El portavoz de la Policía de Nepal en la provincia de Bagmati, Rajendra Prasad Dhamala, confirmó a la agencia EFE que inicialmente se contabilizaron 16 víctimas mortales confirmadas en su demarcación, aunque las autoridades locales prevén que la cifra aumente trágicamente con el paso de las horas.

Al mismo tiempo, se perdió total contacto con cerca de 390 devotos que transitaban por Nepal con destino al Tíbet para participar en la peregrinación del Kailash Mansarovar Yatra.

“La mayoría son indios. Sus identidades aún no han sido verificadas”, afirmó el vocero policial sobre los peregrinos desaparecidos.

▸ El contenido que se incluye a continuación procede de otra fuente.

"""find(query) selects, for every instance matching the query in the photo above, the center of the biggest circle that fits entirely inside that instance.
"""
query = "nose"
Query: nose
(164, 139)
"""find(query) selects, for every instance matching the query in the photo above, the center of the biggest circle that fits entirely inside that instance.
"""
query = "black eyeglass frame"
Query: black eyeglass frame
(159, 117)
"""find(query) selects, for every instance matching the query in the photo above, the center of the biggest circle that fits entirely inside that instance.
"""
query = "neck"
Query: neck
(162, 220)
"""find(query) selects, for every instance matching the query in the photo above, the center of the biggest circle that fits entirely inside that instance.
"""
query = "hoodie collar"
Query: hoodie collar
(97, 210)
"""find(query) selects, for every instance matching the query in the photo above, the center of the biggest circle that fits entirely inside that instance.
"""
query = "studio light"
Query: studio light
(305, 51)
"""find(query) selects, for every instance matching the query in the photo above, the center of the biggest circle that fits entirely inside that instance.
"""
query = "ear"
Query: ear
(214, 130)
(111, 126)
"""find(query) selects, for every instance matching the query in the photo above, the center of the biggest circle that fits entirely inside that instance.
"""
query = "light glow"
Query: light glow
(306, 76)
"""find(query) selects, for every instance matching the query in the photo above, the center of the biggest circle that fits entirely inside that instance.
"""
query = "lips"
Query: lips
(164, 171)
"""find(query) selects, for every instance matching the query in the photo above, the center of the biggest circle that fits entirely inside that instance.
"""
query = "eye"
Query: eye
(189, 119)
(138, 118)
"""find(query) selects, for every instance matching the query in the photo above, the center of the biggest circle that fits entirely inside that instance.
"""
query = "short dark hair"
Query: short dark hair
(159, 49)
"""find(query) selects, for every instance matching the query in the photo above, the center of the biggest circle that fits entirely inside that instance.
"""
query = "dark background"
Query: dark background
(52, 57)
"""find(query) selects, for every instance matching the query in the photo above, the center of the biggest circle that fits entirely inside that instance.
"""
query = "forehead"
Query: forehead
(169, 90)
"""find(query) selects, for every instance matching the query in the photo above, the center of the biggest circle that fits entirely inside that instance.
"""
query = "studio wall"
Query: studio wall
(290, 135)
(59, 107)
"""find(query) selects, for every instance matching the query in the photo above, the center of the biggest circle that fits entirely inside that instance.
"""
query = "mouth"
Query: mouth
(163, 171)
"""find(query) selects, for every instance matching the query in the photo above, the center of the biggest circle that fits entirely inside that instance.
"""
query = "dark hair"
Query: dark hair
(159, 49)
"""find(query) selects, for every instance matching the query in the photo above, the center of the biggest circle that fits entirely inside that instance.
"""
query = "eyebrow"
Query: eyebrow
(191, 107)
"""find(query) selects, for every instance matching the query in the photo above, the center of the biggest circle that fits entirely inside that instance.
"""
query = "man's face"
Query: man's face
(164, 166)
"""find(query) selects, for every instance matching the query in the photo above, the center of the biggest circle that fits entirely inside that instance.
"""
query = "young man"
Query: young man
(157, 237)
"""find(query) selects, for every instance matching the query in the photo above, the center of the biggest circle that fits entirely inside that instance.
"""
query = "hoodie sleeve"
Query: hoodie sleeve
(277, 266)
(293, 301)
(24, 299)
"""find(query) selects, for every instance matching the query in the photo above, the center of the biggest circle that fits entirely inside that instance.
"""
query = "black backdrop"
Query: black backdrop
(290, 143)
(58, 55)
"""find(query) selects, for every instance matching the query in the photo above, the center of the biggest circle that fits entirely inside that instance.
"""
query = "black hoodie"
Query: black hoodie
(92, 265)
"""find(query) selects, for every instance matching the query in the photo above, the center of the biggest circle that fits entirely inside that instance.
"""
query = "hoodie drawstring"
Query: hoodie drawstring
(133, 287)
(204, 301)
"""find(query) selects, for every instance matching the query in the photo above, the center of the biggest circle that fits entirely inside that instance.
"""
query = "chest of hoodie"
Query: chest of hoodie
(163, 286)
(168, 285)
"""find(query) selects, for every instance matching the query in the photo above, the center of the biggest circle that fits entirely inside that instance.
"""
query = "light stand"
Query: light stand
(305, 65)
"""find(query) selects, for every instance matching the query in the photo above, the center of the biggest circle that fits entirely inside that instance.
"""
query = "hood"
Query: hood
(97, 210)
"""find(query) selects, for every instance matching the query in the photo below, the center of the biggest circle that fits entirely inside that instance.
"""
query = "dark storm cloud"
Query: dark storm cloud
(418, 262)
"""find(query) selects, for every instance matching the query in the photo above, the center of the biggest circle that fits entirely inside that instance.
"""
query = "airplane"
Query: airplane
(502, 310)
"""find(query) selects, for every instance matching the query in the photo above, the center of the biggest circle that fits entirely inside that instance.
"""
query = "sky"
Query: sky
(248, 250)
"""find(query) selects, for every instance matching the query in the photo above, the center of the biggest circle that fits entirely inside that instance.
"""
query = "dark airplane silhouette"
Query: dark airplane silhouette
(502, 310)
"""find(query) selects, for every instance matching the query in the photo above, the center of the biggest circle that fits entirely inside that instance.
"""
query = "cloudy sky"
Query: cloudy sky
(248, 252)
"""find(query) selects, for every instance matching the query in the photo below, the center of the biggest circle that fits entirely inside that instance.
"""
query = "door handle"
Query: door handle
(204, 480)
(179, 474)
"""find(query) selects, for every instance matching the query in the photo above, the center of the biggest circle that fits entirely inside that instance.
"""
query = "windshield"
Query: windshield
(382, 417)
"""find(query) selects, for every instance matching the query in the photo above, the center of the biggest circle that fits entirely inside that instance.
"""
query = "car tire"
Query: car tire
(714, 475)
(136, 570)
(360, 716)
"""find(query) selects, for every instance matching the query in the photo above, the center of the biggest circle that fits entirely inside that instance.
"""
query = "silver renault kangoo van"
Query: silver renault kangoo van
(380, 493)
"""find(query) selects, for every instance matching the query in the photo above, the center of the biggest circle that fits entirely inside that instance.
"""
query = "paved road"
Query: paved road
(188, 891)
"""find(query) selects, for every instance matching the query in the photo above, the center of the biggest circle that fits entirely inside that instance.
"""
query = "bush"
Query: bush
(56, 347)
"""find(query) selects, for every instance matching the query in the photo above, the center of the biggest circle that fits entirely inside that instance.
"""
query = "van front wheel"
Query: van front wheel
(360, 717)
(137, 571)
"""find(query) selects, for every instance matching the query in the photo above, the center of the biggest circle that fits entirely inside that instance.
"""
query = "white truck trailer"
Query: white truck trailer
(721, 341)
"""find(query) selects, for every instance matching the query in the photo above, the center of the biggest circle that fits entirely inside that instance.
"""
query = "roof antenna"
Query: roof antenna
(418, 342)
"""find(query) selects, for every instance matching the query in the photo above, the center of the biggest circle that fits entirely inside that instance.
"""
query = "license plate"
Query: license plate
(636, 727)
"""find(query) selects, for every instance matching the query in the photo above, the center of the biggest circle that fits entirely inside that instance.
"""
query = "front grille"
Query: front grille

Tras el intempestivo desbordamiento del río Bhote Koshi, el gobierno nepalí movilizó seis helicópteros del Ejército y ocho aeronaves privadas para acelerar las tareas de búsqueda y rescate. El golpe de agua impactó a primera hora del día en el distrito de Rasuwa, arrasando con pueblos, mercados, infraestructura hidroeléctrica y bloqueando una de las rutas terrestres principales hacia el Tíbet.

El desastre ocurrió cerca de las 9:15 hora local (3:30 GMT) e impactó con fuerza a las comunidades de Timure, Rasuwagadhi y Syabrubesi. El ministro de Asuntos Exteriores de Nepal, Shishir Khanal, explicó ante la Cámara de Representantes que la crecida fue originada por un terremoto registrado a las 8:37 hora local, el cual provocó un masivo deslizamiento de tierra que taponó temporalmente el cauce del río hasta su colapso.

Por su parte, el presidente de China, Xi Jinping, expresó sus condolencias por la tragedia que golpeó la zona limítrofe entre Rasuwa y el condado chino de Gyirong. El mandatario instó a los equipos de emergencia a intensificar los esfuerzos de rescate, evacuar a las poblaciones en riesgo y reforzar los sistemas de alerta temprana para evitar desastres secundarios en la región fronteriza.